Huang Hsin-Hsiung, Yu Chenglong
Department of Statistics, University of Central Florida, Orlando, FL 32816, USA.
Mind and Brain Theme, South Australian Health and Medical Research Institute, North Terrace, Adelaide, SA 5000, Australia; School of Medicine, Flinders University, Adelaide, SA 5001, Australia.
J Theor Biol. 2016 Oct 7;406:61-72. doi: 10.1016/j.jtbi.2016.06.029. Epub 2016 Jun 29.
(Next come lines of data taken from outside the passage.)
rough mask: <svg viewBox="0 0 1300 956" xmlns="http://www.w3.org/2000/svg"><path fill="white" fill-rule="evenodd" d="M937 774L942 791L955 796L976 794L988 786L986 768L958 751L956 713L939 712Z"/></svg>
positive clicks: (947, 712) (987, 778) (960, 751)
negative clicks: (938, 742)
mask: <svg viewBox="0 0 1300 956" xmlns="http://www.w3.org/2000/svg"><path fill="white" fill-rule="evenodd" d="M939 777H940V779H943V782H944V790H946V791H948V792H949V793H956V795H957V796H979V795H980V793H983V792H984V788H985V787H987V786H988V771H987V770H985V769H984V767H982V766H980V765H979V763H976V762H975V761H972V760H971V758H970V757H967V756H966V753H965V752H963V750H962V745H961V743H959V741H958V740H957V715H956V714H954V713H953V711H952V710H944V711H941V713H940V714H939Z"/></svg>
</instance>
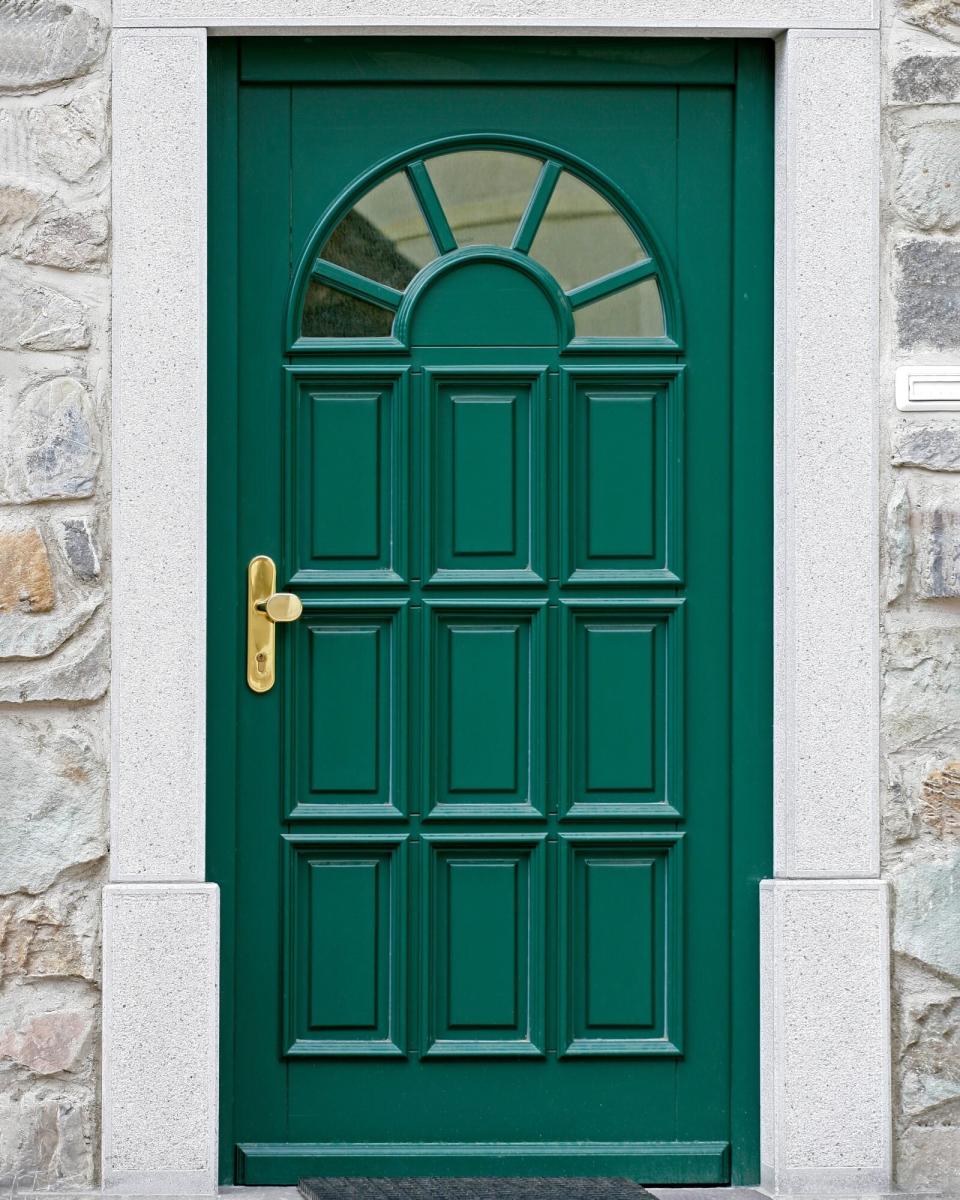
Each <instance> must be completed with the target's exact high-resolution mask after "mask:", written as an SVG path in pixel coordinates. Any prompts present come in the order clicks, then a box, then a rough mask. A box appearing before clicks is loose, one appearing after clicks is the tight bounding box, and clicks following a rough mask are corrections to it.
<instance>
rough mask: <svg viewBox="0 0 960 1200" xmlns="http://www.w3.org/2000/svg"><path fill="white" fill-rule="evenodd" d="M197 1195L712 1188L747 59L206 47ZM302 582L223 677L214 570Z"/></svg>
mask: <svg viewBox="0 0 960 1200" xmlns="http://www.w3.org/2000/svg"><path fill="white" fill-rule="evenodd" d="M211 72H212V84H214V85H212V95H214V101H212V113H211V121H212V124H211V145H212V157H211V194H212V205H211V212H210V223H211V229H212V240H211V276H210V296H211V328H212V340H211V350H212V361H214V364H215V367H214V379H212V388H211V407H210V427H211V438H210V444H211V448H212V449H211V462H210V468H211V587H210V595H211V601H210V628H211V634H210V637H211V652H210V695H211V709H210V774H211V779H210V791H211V805H210V846H211V850H210V864H211V877H212V878H216V880H218V881H221V883H222V884H223V899H224V976H223V990H224V1008H223V1016H224V1020H223V1030H224V1036H223V1076H222V1087H223V1093H224V1098H223V1177H224V1180H232V1178H236V1180H238V1182H245V1183H289V1182H294V1181H295V1180H296V1178H298V1177H299V1176H300V1175H304V1174H334V1175H349V1174H367V1175H370V1174H374V1175H376V1174H398V1172H403V1174H425V1175H437V1174H467V1175H478V1174H491V1175H504V1174H529V1172H534V1174H582V1175H589V1174H616V1175H629V1176H632V1177H636V1178H640V1180H642V1181H644V1182H654V1183H656V1182H659V1183H670V1182H674V1183H694V1182H704V1183H706V1182H712V1183H721V1182H726V1181H728V1180H731V1178H733V1180H738V1181H749V1180H750V1177H751V1175H755V1172H756V1158H757V1145H756V1142H757V1130H756V1126H757V1082H756V1075H757V1055H756V1037H757V1027H756V991H757V978H756V917H755V911H754V910H755V905H756V881H757V878H758V877H760V876H761V875H762V874H764V871H766V869H767V858H768V851H767V847H768V838H769V816H768V805H769V797H768V787H769V680H768V672H769V595H770V582H769V576H770V556H769V505H770V490H769V463H770V457H772V452H770V440H769V437H770V433H769V431H770V389H769V372H770V347H769V341H770V301H769V294H770V286H769V260H770V211H769V209H770V178H769V176H770V138H769V124H770V112H769V64H768V55H767V53H766V50H764V49H763V48H762V47H761V46H757V44H752V46H743V47H740V46H737V44H736V43H730V42H727V43H713V42H691V43H655V42H646V43H644V42H640V43H631V42H628V41H620V42H616V43H610V42H604V41H594V42H584V43H571V42H565V41H564V42H553V43H550V44H544V43H539V42H522V41H521V42H512V43H511V42H497V41H492V42H491V41H488V42H481V43H469V42H455V43H450V42H445V41H434V42H427V43H403V42H398V41H397V42H389V41H388V42H380V41H374V42H353V43H350V42H347V43H338V42H336V41H329V40H328V41H277V42H264V41H254V40H251V41H244V42H241V43H239V44H235V43H215V46H214V50H212V58H211ZM254 554H269V556H271V557H272V558H275V559H276V562H277V568H278V584H280V587H281V588H283V589H284V590H292V592H295V593H296V594H298V595H299V596H300V598H301V600H302V602H304V614H302V617H301V619H300V620H299V622H298V623H296V624H294V625H288V626H282V628H280V629H278V632H277V638H278V661H277V684H276V686H275V688H274V690H272V691H270V692H268V694H264V695H256V694H254V692H252V691H250V690H248V689H247V688H246V686H245V685H244V677H245V668H244V659H242V654H244V625H242V622H244V604H242V601H244V571H245V566H246V563H247V560H248V559H250V558H251V557H252V556H254Z"/></svg>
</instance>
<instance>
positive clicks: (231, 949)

The alignment-free n-gram based method with the out-of-place measures as the distance has been successfully applied to automatic text or natural languages categorization in real time. However, it is not clear about its performance and the selection of n for comparing genome sequences. Here we propose a symmetric version of the out-of-place measure and a new approach for finding the optimal range of n to construct a phylogenetic tree with the symmetric out-of-place measures. Our method is then applied to real genome sequence datasets. The resulting phylogenetic trees are matching with the standard biological classification. It shows that our proposed method is a very powerful tool for phylogenetic analysis in terms of both classification accuracy and computation efficiency.
基于无比对的n元语法方法,以错位度量作为距离,已成功应用于实时自动文本或自然语言分类。然而,其在比较基因组序列时的性能以及n的选择尚不清楚。在此,我们提出了错位度量的对称版本以及一种寻找n的最优范围的新方法,以用对称错位度量构建系统发育树。然后我们将我们的方法应用于真实的基因组序列数据集。所得的系统发育树与标准生物学分类相匹配。这表明我们提出的方法在分类准确性和计算效率方面都是用于系统发育分析的非常强大的工具。